The Skeleton Aristocracy

At the front of the Palaces, above the gushing waterfall of the Onyx river, are the many-windowed parlours of the Skeleton Aristocracy. While almost every animal in the palaces has the purpose of creating art, these Skeletons attired in finery have the deeper purpose of appreciating it, of understanding it, to this they devote enormous energy and drive, sometimes (rarely) entering mutual duels and often (with the Mirrored Skeletons of the Twin at least) engaging in massive arguments.


Everything in the Palace is ruled by the Ogre King (though the Worm just barely) and must obey his direct command (to the best of the subjects ability). Yet the King is silent and rarely commands at all. He is occupied almost entirely by his marvelous bird, which he keeps tenderly in a cage held in his hands. His only wish is to protect and preserve the bird and to understand its song. So, it might be truly said, that everything in the Palace of the Ogre King serves the Golden Bird, as much as it can understand it to do so.

The King does not live like a King or look like a King. He is still near-naked, draped in faded finery, with matted hair, and his language-scarred skin still visible. The King has a throne in a room above the well-lit many-windowed parlours of the Skeleton Aristocracy, but he is rarely there. Instead, he creeps about his own Palace, investigating it, trying to understand its workings. He creeps like a thief and no-one in the palace can predict where he will be. He roams the halls, hiding and waiting. Sometimes he hides his golden bird in some safe and secret place, but then, worrying about it, goes back to it to take it up, but then, fearing for it, finds some new place to hide it.

And so it would be hard enough to find and steal the Golden Bird, even if it were not for the Twin.


There are two palaces, linked only by the silver bridge and the dungeon of the worm. The Ogre King rules both and all must obey his unspoken commands, but the King only occupies one palace. The other is rule more fiercely by his twin.

The Ogres Twin is physically exactly like the Ogre King, but its behaviour is utterly different. While the King slinks through his palace silently, investigating, waiting, tying to understand, the Twin rules like a verbose tyrant.

The King himself can speak, but rarely does in the language of men, talking mainly to the Golden Bird, perhaps in the language he invented in the pit. The Twin however will not shut the fuck up. He even murmurs in his sleep. (He rarely sleeps.) The Twin talks and talks and talks, and the mirrored skeletons that serve him in his palace also talk and talk and talk.
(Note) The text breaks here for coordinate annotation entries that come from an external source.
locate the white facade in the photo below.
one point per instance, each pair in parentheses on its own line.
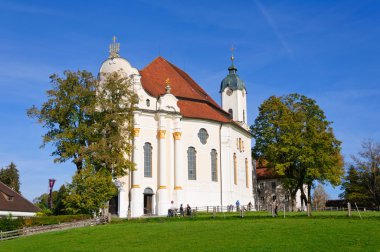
(160,125)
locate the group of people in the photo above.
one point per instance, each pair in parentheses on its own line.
(230,208)
(172,211)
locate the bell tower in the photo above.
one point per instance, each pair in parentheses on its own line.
(234,94)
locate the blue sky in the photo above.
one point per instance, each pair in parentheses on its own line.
(327,50)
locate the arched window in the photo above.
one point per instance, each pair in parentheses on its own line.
(192,163)
(246,173)
(214,164)
(231,112)
(203,136)
(147,160)
(235,169)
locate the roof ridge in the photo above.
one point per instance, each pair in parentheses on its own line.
(18,194)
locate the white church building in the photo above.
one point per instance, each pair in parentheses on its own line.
(187,148)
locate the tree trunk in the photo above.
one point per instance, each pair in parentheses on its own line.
(309,200)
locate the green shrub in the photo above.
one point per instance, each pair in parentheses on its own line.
(50,220)
(9,223)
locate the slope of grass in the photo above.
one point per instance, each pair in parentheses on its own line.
(228,233)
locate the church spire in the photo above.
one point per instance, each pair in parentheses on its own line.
(232,55)
(232,69)
(114,49)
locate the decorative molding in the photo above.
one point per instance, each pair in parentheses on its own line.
(161,134)
(136,132)
(177,135)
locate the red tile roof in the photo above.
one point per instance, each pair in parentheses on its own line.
(17,202)
(264,173)
(193,102)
He talks enough to drive you mad, describing, dissecting, boasting, threatening, lying, persuading, whining, playing on words and making puns. He says some wise things, but they are drowned out in the torrent of words. Its as if his life was just a puppet to the words he speaks.

He rules his mirrored skeleton aristocracy like a tyrant and regularly sends them on mad missions in the palace or embroils them in strange conflicts. They have picked up from him his verbosity and argue with each other constantly, racing about the place on one mission or another. Many intrigue against him, thinking that if they depose him, they might rule in his place. He finds this hilarious.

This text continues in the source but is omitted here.